Wie bei allen stark wirksamen Heilkräutern sollte man nach sechs Wochen Daueranwendung eine Pause einlegen und vorübergehend einen anderen Tee mit ähnlicher Wirkung trinken. Anschließend kann man wieder sechs Wochen lang Passionsblume-Tee trinken. Durch die Pause werden eventuelle unerwünschte Langzeitwirkungen verhindert und die erwünschte Passionsblume-Wirksamkeit bleibt erhalten und lässt nicht durch Gewöhnung nach.


Tee:
1 Tl Kraut mit 150 ml heißem Wasser übergießen und nach 10 min abseihen.
Als Schlaftee eine halbe Stunde vor dem Zubettgehen eine Tasse Tee trinken



Tinktur:
siehe allg. Tinkturherstellung
zur innerlichen Anw. (ein bis drei mal täglich 10-50 Tropfen ein)
Wenn einem die Tinktur zu konzentriert ist, kann man sie mit Wasser verdünnen.
Für eine homöopathische Urtinktur wird die frische Pflanze verwendet, für eine normale Tinktur kann man getrocknete Pflanzenteile verwenden.

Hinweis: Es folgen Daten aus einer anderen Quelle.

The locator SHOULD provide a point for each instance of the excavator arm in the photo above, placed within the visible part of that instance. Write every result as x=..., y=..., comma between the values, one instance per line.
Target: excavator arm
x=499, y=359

Beides führt zu einem entspannenden Mittel gegen Schlafstörungen.



in der Küche:
Nordamerikanische Ureinwohner nutzten Passiflora incarnata als Nahrungsmittel und zur Getränkezubereitung. Aus Virginia berichteten Forschungsreisende 1612, dass dort ansässige Indianerstämme die Pflanzen unter der Bezeichnung Maracock (sprachlich verwandt mit Maracuja?) ihrer Früchte wegen anpflanzten. Diese wurden entweder roh gegessen oder zu Sirup verarbeitet.
Ihr Saft wurde auch ausgepresst und genossen, manchmal gestreckt mit Mehl.
Auch junge Triebe und Blätter wurden, gemischt mit anderen Gemüsen, in der Ernährung verwendet. Als Nahrungsmittel besitzt die Art heute keine nennenswerte wirtschaftliche Bedeutung, anders als beispielsweise Passiflora edulis (Maracuja).